Several sources of rust resistance were summarised by Rashid and Bernier (1984), Bond et al. (1994), Sillero et al. (2010), Adhikari et al. (2016) and Ijaz and Adhikari (2016), but none of them reported the existence of an immune infection type. However, hypersensitive type of rust resistance response, where cell death occurs late during disease progression to reduce individual infection type has also been reported in faba bean (Avila et al. 2003; Sillero et al. 2000). The race specificity of rust resistance was noticed when 64 out of 65 reported resistant lines (Rashid and Bernier 1986) were found susceptible at ICARDA (Bond et al. 1994). Various genetic studies revealed monogenic inheritance of resistance (Adhikari et al. 2016; Conner and Bernier 1982a). In another study, the possible existence of epistatic gene action (Ijaz and Adhikari 2016) was also noticed. Despite the characterisation of single genes in various genotypes, no attempt has been made to assemble a set of differentials for the characterisation of variation in the pathogen population.

The dawn of molecular breeding with the invent of next generation sequencing technologies (NGS) has enabled to pick genetic regions controlling desirable traits to develop molecular markers that allow fast tracking of desirable traits within segregating populations without any field or glasshouse screening (Morozova and Marra 2008). The manipulation of NGS platforms for tracking rust resistance in faba bean remained far behind because of the unavailability of practical molecular markers to breeders. The only reference of developing molecular markers existed in literature was from Avila et al. (2003), who reported Random Amplified Polymorphic DNA (RAPD) markers linked with rust resistance gene Uvf-1 in faba bean line 2N-52 in Spain.

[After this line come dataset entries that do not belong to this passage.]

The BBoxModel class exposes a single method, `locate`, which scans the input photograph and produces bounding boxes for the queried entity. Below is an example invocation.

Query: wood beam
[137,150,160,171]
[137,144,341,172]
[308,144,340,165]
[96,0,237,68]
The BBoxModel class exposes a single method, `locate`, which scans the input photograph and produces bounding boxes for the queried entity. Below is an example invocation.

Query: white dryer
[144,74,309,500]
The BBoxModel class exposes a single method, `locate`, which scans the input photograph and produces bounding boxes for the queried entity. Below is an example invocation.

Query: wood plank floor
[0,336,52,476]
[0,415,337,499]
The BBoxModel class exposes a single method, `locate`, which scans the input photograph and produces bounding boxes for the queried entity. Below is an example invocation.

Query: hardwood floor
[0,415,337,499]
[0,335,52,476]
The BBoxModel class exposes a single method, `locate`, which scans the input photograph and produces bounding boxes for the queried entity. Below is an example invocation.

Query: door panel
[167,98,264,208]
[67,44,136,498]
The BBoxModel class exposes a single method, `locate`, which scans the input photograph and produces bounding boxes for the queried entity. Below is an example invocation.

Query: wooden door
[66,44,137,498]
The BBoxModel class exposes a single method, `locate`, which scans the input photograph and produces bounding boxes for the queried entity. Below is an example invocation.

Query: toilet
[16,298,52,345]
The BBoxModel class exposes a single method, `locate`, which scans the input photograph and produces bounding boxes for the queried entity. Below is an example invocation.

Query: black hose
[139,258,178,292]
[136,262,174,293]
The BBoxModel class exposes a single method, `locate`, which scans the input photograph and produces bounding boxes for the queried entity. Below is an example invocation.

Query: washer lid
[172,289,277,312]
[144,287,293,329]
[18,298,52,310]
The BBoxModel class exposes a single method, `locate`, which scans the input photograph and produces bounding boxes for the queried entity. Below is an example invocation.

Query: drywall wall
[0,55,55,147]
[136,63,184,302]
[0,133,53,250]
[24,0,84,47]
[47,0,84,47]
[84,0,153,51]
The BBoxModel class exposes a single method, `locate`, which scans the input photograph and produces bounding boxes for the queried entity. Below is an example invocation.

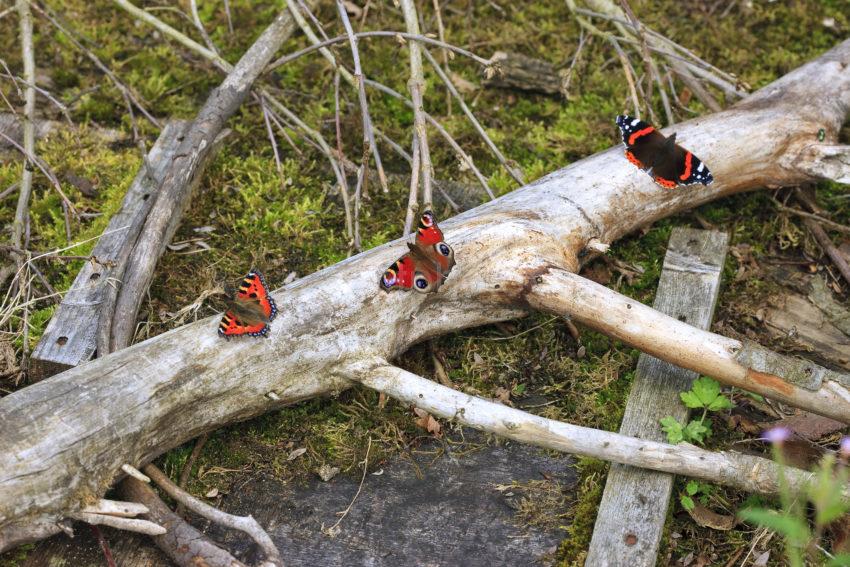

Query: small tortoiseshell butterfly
[380,211,455,293]
[616,115,713,189]
[218,270,278,338]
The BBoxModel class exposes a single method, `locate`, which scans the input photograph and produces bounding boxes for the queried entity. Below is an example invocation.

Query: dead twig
[772,198,850,236]
[336,0,387,195]
[12,0,35,260]
[364,78,494,201]
[144,464,283,566]
[322,437,372,537]
[266,31,494,72]
[400,0,434,216]
[422,48,525,185]
[431,0,452,114]
[804,218,850,286]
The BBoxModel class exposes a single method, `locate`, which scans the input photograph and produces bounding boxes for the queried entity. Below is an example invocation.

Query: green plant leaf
[683,419,710,444]
[660,416,684,444]
[707,394,733,411]
[680,390,705,409]
[680,495,695,511]
[738,508,810,545]
[691,377,722,406]
[686,480,700,496]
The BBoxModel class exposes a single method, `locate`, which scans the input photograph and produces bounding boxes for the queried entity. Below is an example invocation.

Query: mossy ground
[1,0,848,565]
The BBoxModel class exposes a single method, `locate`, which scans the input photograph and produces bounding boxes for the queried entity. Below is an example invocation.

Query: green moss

The utility of these markers in applied plant breeding has never been reported, presumably their low throughput nature. After more than a decade, using 1536 Illumina ® Infinium assay two major quantitative trait loci (QTLs) were identified by Sudhesh et al. (2016) on chromosome III and V that controlled rust resistance in an old cultivar selection Doza#12034 and an exotic accession Ac1655 in Australia, respectively. Although the information about genomic regions controlling rust resistance is available, it cannot be used in marker-assisted practical breeding unless converted into Polymerase Chain Reaction (PCR) based marker systems such as Simple Sequence Repeats (SSR) or Kompetitive Allele Specific PCR (KASP).

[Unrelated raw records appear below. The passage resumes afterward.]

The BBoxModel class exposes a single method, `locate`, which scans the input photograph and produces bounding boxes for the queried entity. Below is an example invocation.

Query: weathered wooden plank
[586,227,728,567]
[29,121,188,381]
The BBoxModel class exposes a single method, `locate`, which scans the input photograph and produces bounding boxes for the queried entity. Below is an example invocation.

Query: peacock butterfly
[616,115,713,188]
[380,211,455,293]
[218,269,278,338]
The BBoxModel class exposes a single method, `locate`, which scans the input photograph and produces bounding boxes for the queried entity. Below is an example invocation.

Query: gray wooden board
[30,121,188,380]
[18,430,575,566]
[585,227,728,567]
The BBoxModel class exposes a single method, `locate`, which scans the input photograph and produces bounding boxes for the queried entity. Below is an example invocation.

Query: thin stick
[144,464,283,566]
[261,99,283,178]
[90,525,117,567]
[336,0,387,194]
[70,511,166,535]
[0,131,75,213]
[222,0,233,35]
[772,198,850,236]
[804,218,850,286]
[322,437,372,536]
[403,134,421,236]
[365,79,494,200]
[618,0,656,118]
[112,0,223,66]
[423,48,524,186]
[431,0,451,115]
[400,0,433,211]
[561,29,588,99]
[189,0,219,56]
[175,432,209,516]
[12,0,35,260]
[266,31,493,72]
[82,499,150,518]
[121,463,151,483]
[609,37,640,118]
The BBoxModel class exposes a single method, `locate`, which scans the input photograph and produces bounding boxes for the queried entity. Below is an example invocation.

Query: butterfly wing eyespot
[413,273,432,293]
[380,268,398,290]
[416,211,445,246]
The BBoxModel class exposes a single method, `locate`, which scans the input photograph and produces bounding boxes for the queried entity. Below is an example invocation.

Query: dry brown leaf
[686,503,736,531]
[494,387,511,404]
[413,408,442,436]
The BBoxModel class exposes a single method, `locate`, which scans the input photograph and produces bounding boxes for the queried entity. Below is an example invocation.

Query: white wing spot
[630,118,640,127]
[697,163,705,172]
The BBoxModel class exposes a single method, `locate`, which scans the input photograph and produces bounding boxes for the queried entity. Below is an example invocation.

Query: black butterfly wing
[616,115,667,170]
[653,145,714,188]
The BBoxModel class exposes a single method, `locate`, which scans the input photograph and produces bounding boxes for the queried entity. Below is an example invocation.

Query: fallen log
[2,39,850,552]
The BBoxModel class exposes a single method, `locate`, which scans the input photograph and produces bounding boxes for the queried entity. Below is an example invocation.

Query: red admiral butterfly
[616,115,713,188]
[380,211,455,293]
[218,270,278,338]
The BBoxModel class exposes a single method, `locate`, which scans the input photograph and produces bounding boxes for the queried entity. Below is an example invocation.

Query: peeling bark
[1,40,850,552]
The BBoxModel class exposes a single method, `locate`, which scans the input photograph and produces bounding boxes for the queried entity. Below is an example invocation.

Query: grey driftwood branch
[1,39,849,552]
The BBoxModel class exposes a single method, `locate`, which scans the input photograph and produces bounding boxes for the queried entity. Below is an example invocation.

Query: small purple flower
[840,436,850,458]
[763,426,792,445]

Taking into consideration, the importance of diversity in host resistance, pathogen variation, development of molecular markers linked with rust resistance gene(s) and host range of U. viciae-fabae, the present investigations were planned to:

1.      The understanding diversity of resistance in host Vicia faba and virulence in Uromyces viciae-fabae.

2.      Molecular mapping and development of markers for rust resistance in faba bean.

3.      Microscopic examination of Uromyces viciae-fabae developmental biology in related grain legumes.